Que reste-t-il quand tout n'est plus que poussière, quand les volontés se sont éteintes, quand tout est vain et qu'il abandonne derrière lui ses espoirs déçus, ses désirs inassouvis, ses regrets éternels ? Quand le rêve qu'il croyait tenir se retourne contre lui pour plonger en son sein et le dévorer ? Quand les dieux facétieux lui offrent ce en quoi il a toujours aspiré, pour se moquer de lui ?
Que subsiste-t-il de l'essence d'un homme ? Quelle trace dépose-t-il dans le cycle infini de l'histoire humaine ? Un souvenir chéri dans un cœur aimant ? L'empreinte de sa main sur la face du monde ? Des légendes colportées par les bardes ? Une histoire contée au coin du feu, qui fait briller les yeux des enfants ?
J'ignore les réponses à ces questions qui ravagent l'humanité depuis la nuit des temps.

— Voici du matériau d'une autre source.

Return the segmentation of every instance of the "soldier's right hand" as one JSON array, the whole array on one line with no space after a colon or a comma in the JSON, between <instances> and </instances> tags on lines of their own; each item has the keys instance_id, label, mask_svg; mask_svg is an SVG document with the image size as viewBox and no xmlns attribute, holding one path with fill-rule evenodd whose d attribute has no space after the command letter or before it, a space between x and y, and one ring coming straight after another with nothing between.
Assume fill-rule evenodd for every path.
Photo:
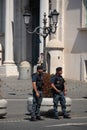
<instances>
[{"instance_id":1,"label":"soldier's right hand","mask_svg":"<svg viewBox=\"0 0 87 130\"><path fill-rule=\"evenodd\" d=\"M38 92L36 92L36 96L37 96L37 97L40 97L40 94L39 94Z\"/></svg>"},{"instance_id":2,"label":"soldier's right hand","mask_svg":"<svg viewBox=\"0 0 87 130\"><path fill-rule=\"evenodd\" d=\"M61 93L61 90L58 90L57 92L58 92L58 93Z\"/></svg>"}]
</instances>

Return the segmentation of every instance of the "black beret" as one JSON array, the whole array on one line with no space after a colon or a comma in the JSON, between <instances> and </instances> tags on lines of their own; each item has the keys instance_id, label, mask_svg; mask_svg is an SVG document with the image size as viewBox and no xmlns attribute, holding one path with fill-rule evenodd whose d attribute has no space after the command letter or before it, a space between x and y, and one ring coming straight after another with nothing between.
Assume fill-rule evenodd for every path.
<instances>
[{"instance_id":1,"label":"black beret","mask_svg":"<svg viewBox=\"0 0 87 130\"><path fill-rule=\"evenodd\" d=\"M43 70L43 66L42 65L37 66L37 70L39 69Z\"/></svg>"},{"instance_id":2,"label":"black beret","mask_svg":"<svg viewBox=\"0 0 87 130\"><path fill-rule=\"evenodd\" d=\"M56 68L56 71L58 72L58 71L61 71L62 70L62 67L57 67Z\"/></svg>"}]
</instances>

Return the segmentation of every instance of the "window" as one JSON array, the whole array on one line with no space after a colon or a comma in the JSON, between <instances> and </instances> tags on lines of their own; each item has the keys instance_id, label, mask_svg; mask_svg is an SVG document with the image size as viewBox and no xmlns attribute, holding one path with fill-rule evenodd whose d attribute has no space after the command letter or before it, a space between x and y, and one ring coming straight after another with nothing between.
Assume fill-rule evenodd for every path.
<instances>
[{"instance_id":1,"label":"window","mask_svg":"<svg viewBox=\"0 0 87 130\"><path fill-rule=\"evenodd\" d=\"M82 5L82 27L87 28L87 0L83 0Z\"/></svg>"},{"instance_id":2,"label":"window","mask_svg":"<svg viewBox=\"0 0 87 130\"><path fill-rule=\"evenodd\" d=\"M0 0L0 33L4 33L5 25L5 0Z\"/></svg>"},{"instance_id":3,"label":"window","mask_svg":"<svg viewBox=\"0 0 87 130\"><path fill-rule=\"evenodd\" d=\"M85 80L87 81L87 60L85 60Z\"/></svg>"},{"instance_id":4,"label":"window","mask_svg":"<svg viewBox=\"0 0 87 130\"><path fill-rule=\"evenodd\" d=\"M87 27L87 0L84 0L85 6L85 27Z\"/></svg>"}]
</instances>

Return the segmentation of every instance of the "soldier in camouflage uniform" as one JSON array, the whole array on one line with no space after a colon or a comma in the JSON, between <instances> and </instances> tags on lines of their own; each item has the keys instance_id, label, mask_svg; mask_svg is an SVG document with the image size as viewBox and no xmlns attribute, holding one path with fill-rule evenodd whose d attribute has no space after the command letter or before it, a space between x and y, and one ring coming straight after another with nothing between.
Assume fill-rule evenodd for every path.
<instances>
[{"instance_id":1,"label":"soldier in camouflage uniform","mask_svg":"<svg viewBox=\"0 0 87 130\"><path fill-rule=\"evenodd\" d=\"M51 78L51 87L53 92L53 103L54 103L54 118L59 119L58 115L58 102L60 101L63 117L70 118L69 114L66 113L66 100L65 100L65 80L62 77L62 67L56 68L56 74Z\"/></svg>"}]
</instances>

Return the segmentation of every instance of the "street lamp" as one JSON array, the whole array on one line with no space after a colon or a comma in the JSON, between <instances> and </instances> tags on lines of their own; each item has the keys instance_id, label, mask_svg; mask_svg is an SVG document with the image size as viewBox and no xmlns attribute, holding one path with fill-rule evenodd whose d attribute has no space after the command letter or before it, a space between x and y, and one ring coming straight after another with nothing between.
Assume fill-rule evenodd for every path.
<instances>
[{"instance_id":1,"label":"street lamp","mask_svg":"<svg viewBox=\"0 0 87 130\"><path fill-rule=\"evenodd\" d=\"M31 17L31 14L29 13L28 10L25 9L25 13L23 14L23 17L24 17L24 23L26 25L26 28L28 28L29 22L30 22L30 17Z\"/></svg>"},{"instance_id":2,"label":"street lamp","mask_svg":"<svg viewBox=\"0 0 87 130\"><path fill-rule=\"evenodd\" d=\"M25 13L23 14L24 17L24 23L26 26L26 30L29 34L36 33L40 36L43 37L43 54L44 54L44 59L43 59L43 69L44 71L46 70L46 37L48 35L56 33L57 29L57 23L58 23L58 15L59 13L56 10L53 10L50 12L48 18L49 18L49 26L47 25L47 18L46 18L46 13L44 13L44 18L43 18L43 27L36 27L32 32L29 31L29 22L30 22L30 17L31 14L28 12L28 10L25 10ZM42 30L42 31L40 31Z\"/></svg>"}]
</instances>

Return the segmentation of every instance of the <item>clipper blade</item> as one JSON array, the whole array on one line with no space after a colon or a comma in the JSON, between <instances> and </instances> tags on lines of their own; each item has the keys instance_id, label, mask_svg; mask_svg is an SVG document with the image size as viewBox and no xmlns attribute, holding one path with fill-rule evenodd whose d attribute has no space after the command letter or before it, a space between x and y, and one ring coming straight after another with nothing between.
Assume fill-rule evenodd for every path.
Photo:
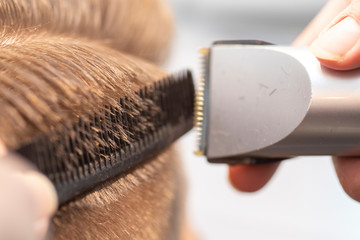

Je ne suis pas poète, pour manier les mots avec verve. Ma main est plus habile à l'épée qu'à la plume. Ces questions, je te les livre, sans réponse, telles qu'elles me hantent.
Ma vie m'échappe, bribe après bribe, souffle après souffle, comme un écheveau de laine trop vieux qui s'effiloche, sans qu'aucun nœud ne puisse l'enrayer.
Bientôt, je ne serai plus.
J'imaginais bien autre chose que cette lente agonie. Je croyais finir en apothéose, le cœur vibrant et le défi aux lèvres. Le sort en a voulu autrement. Avec la lucidité qui me reste, je veux tracer les circonstances qui m'ont conduit, vaincu, à attendre la fin comme un vieillard moribond. Je veux peindre sur ces fragiles lamelles de bambou tous les événements dans leur vérité crue, pour que rien ne se perde, rien ne s'oublie... pour que demeurent à jamais inscrits les actes des cinq, pour que tu saches ce dont ils sont capables, jusqu'à la trahison finale, la plus amère et la plus terrible d'entre toutes.
Tout a débuté dans une taverne de Línzı̄, au royaume de Qí, car « un voyage de mille lieues commence toujours par un premier pas »... [1]
* * *
Je regardais l'épée. J'admirais ses gravures ciselées, son tranchant aussi fin qu'un cheveu de nymphe céleste. Je peux encore sentir son poids dans ma main, son équilibre parfait. Un simple prolongement de mon propre bras. Avec elle, le combat devient danse, poème, communion avec l'harmonie du yı̄n et du yáng, dénué de toute violence, dont l'issue s'inscrit dans le grand cycle du monde.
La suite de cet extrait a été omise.